Tony Miyambo’s one-man performance of “Kafka’s Ape,” an adaptation of Franz Kafka’s short story “A Report to an Academy,” will be performed tonight in Flanagan Theater. The performance is a part of the Center for the Humanities programming for the academic year: Dis/Unity and Difference.
“Any dimension of distinction, perhaps disagreement, perhaps moving beyond difference and finding reconciliation are themes that we’re interested in,” said Vance Byrd, interim director of the center for the humanities and professor of German.
The play, adapted and directed by Phala O. Phala, follows a formerly captive ape named Red Peter, who escapes his cage and becomes “humanized” by imitating humans in order to survive. Phala speaks to an audience at a scientific convention to explain how he has developed to seemingly become more human than ape. The play delves into themes of difference, identity, humanity and otherness.
For Miyambo, physicality is a crucial aspect of his performance as Red Peter. Embodying the character of the ape without assistance from prosthetics or exaggerated costuming requires special attention to movement.
“The commitment to the characterization had to be physical in an intense way but that is [sic] also truthful to the complexity of an ape that is an animal at heart but that is negotiating himself between being an animal and being more human,” he said.
Miyambo has performed “Kafka’s Ape” across the globe, including in Amsterdam, California and South Africa. Following tonight’s performance in Grinnell, he and stage manager Gogo Mapitsi Lieketso Mohoto-WaThaluki will tour with the play to locations including Dubai, the Czech Republic, Cape Town and Rwanda. Each location provides an opportunity for Miyambo and Lieketso to consider political or cultural influences that may affect audiences and their interpretations of the performance in different ways.
“We try to have a level of awareness about the context we’re performing in, what the issues are. For example, when we performed the show in California, we were very much aware of the Black Lives Matter movement and the complexity around those ideas and identities. And I think here, it’s been about understanding kind of what it means to live in a small quiet town and how identity manifests often in this place and this time,” Miyambo said.
As per the Center for the Humanities’ theme of Dis/Unity and Difference, the performers hope to encourage conversations and dialogue on topics such as otherness. In this sense, the audience has an active role in observing and making meaning of the play, whatever that may mean to each individual.

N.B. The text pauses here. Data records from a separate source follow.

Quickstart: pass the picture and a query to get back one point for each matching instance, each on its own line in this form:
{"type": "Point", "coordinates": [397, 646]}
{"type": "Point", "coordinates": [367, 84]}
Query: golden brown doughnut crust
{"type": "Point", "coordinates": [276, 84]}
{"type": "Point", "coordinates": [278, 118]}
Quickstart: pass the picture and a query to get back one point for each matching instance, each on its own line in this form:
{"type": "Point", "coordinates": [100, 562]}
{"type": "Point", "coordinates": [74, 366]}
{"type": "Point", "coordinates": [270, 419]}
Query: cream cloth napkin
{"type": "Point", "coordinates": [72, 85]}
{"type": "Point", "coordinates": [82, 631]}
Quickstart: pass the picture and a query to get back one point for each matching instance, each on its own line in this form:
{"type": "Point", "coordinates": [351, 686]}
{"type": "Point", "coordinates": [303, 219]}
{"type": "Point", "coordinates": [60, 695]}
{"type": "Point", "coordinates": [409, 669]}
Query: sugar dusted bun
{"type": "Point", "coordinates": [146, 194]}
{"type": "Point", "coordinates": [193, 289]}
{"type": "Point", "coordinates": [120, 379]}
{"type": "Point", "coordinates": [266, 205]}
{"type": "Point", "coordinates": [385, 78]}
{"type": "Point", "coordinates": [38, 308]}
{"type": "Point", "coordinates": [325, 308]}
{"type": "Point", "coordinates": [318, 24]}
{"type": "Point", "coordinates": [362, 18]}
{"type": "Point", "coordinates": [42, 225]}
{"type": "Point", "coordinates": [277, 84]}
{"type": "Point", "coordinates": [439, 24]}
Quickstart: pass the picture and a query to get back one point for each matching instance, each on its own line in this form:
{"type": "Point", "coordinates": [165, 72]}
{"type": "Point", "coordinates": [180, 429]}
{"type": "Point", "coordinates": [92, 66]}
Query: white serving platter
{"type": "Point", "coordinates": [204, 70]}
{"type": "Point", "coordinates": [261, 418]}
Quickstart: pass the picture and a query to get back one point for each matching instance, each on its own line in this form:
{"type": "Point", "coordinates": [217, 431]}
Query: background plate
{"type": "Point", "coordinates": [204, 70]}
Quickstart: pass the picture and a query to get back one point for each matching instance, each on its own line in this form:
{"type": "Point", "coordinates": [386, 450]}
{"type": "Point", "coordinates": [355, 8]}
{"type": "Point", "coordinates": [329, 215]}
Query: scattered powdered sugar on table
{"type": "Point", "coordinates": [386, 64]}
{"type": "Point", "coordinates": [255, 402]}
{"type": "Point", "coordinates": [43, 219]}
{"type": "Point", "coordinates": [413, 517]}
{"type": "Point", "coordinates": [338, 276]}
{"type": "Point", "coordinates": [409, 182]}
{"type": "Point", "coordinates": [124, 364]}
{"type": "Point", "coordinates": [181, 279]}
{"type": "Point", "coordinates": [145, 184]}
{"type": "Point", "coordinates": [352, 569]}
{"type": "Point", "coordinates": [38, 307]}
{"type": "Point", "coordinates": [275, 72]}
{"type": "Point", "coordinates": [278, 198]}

“I think a performance is only as powerful as the people who engage in it. So if people choose to come and watch the work and not be engaged, there’s nothing Tony and I can do about that. But if they choose to have a conversation about whatever it is that strikes them about the work and to attach that to how society works and how they position themselves politically, then I think it [the performance] can have a lot of power because that means that it can splinter into all kinds of conversations that we can’t anticipate,” said Lieketso.
“Kafka’s Ape” touches on innumerable themes depending on each audience member’s personal experience. The onus is ultimately on audience members to respond to the play and to continue a dialogue.
“We’re both powerful and powerless at the same time, and I think all theater is like that. It can be incredibly powerful, but it is like potential energy. If the energy doesn’t get used, it will stay potential,” Lieketso said.
Despite the myriad of potential conversations that may result from “Kafka’s Ape,” Miyambo located one overarching theme uniting each of its performances: empathy.
“If people can leave here with an overwhelming sense of empathy: empathy for each other, empathy for the other, whatever the other might be. The other might be black, the other might be an animal, the other might be homosexual. … Anything that can be located in otherness, I think the key to really having open and honest dialogue is empathy, and that’s kind of the one thing I always try to make sure people come away with from the show,” he said.